An education pack including a variety of activities that can be tailored to the age and abilities of your students with additional extension activity ideas.

A comprehensive pack especially designed for Gypsy, Roma and Traveller History Month 2021 with a variety or resources and ideas to make it as easy as possible for schools to recognise the month. You need to sign up to receive a copy at the link above.

A short animated film sharing the different histories of Gypsies, Roma and Travellers.

A pack with resources, ideas and lessons plans for teaching about a variety of different topics related to Romany Gypsy history.

A great resource for starting discussions and thinking about the experiences of Gypsy Travellers.
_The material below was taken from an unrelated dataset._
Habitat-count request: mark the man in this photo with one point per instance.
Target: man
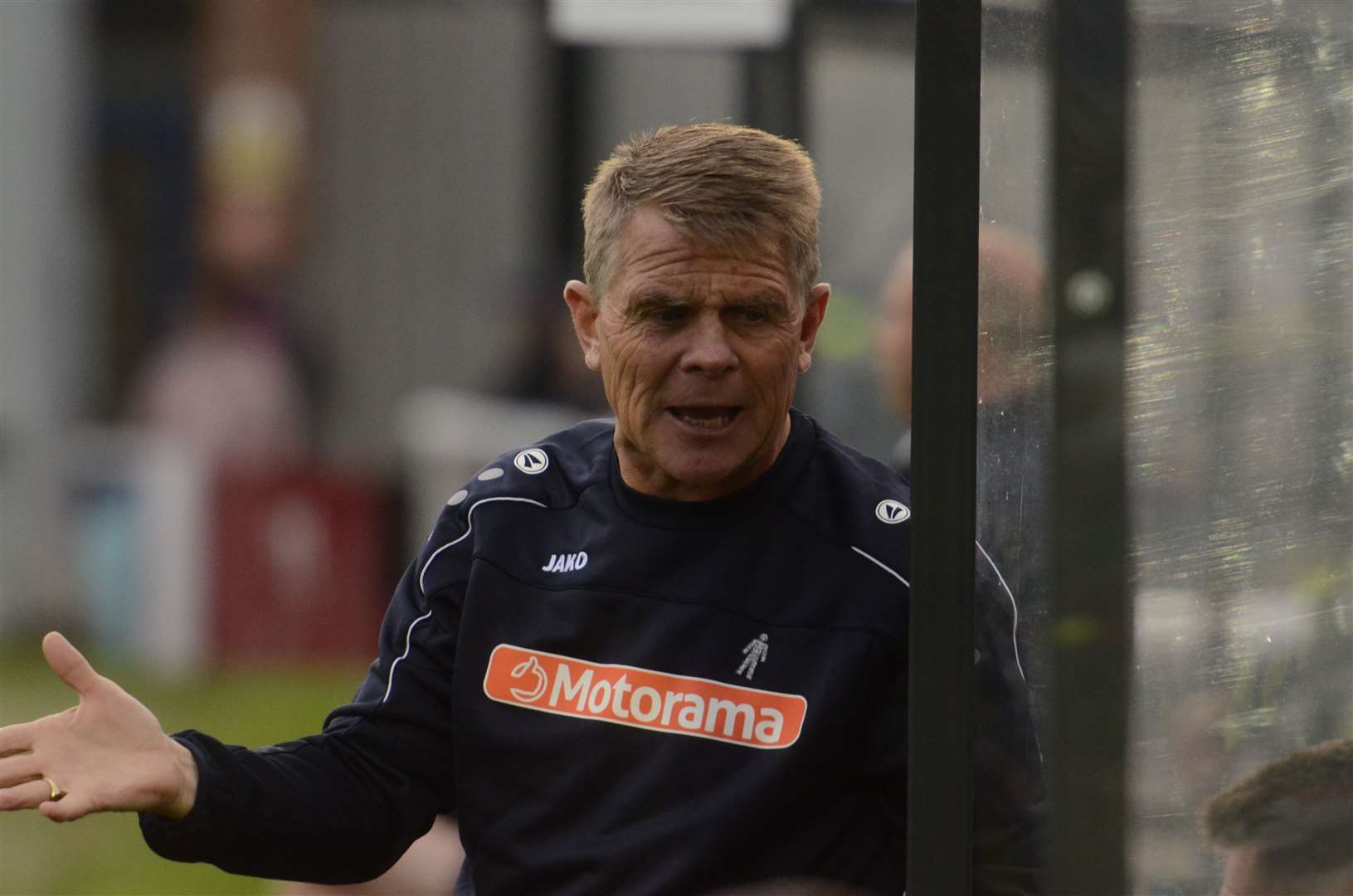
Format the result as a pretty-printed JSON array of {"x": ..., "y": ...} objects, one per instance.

In this film, you’ll meet people of different ages, all of them Gypsies. They’ve all had different experiences of school and learning outside the family. Education has never been a smooth ride for Travellers. But this film looks at how we might be able to take skills from schools and colleges and combine them with all the talents we gain in the family.

A collection of 40 different stories of real-life Roma heroes from across Europe.

Other Ideas for Teaching and Learning

  • Can you research famous people from Gypsy, Roma and Traveller backgrounds? Why are they famous and what have they contributed? Some suggestions: Charlie Chaplin, Bob Hoskins, Elvis Presley, David Essex OBE, Keith Duffy, Shayne Ward, Cher Lloyd, Michael Caine, Joaquín Cortés, Lívia Járóka, José Antonio Reyes, Harri Stojka, Ceija Stojka, Iva Bittová, Pablo Picasso.
  • Listen to traditional music:

Hungarian Gypsy Music

Balkan Gypsy Music

Vlach bagpipe ballads (Timoc and Epir regions)


  • Yokki and the Parni GryRichard O’Neill and Katherine Quarmby (With additional resources available on the website) (KS1/2)

When a Traveller family experiences a run of bad luck, an imaginative boy called Yokki lifts their spirits with tales of a magical white horse. A traditional Traveller-family folk tale which inspires hope and celebrates creativity. Told by a Romani storyteller together with a picture book author to positively reflect Travelling cultures.

  • Ossiri and the Bala MengroRichard O’Neill and Katherine Quarmby (KS1/2)

A Traveller girl creates her own musical instrument from a willow branch and lots of recycled objects. She plays it enthusiastically, but it sounds terrible! Ignoring warnings not to awaken the ogre in the hills, Ossiri goes there to practise playing her instrument. Will she wake the ogre, and will it appreciate her playing?

  • Spokes: Stories from the Romani World Janna Eliot (Upper secondary/teachers)

Spokes is made up of stories from across the Traveller world, featuring British Gypsies, settled and still travelling; Irish Travellers, East European Roma; and people whose Romani background has remained under wraps in the face of a hostile world. There’s an old violinist, a middle-aged mechanic, a young radio presenter, a schoolboy, a retired banker, a tea lady and a teacher. Sometimes humorous, sometimes tragic; every story is based on real incidents.

  • The Stopping Places: A journey through Gypsy BritainDamian Le Bas (For teachers)

Damian Le Bas grew up surrounded by Gypsy history. His great-grandmother would tell him stories of her childhood in the ancient Romani language; the places they worked, the ways they lived, the superstitions and lores of their people.

In a bid to better understand his heritage, Damian sets out on a journey to discover the stopping places – the old encampment sites known only to Travellers. Through winter frosts and summer dawns, from horse fairs to Gypsy churches, Damian lives on the road, somewhere between the romanticised Gypsies of old, and their much-maligned descendants of today.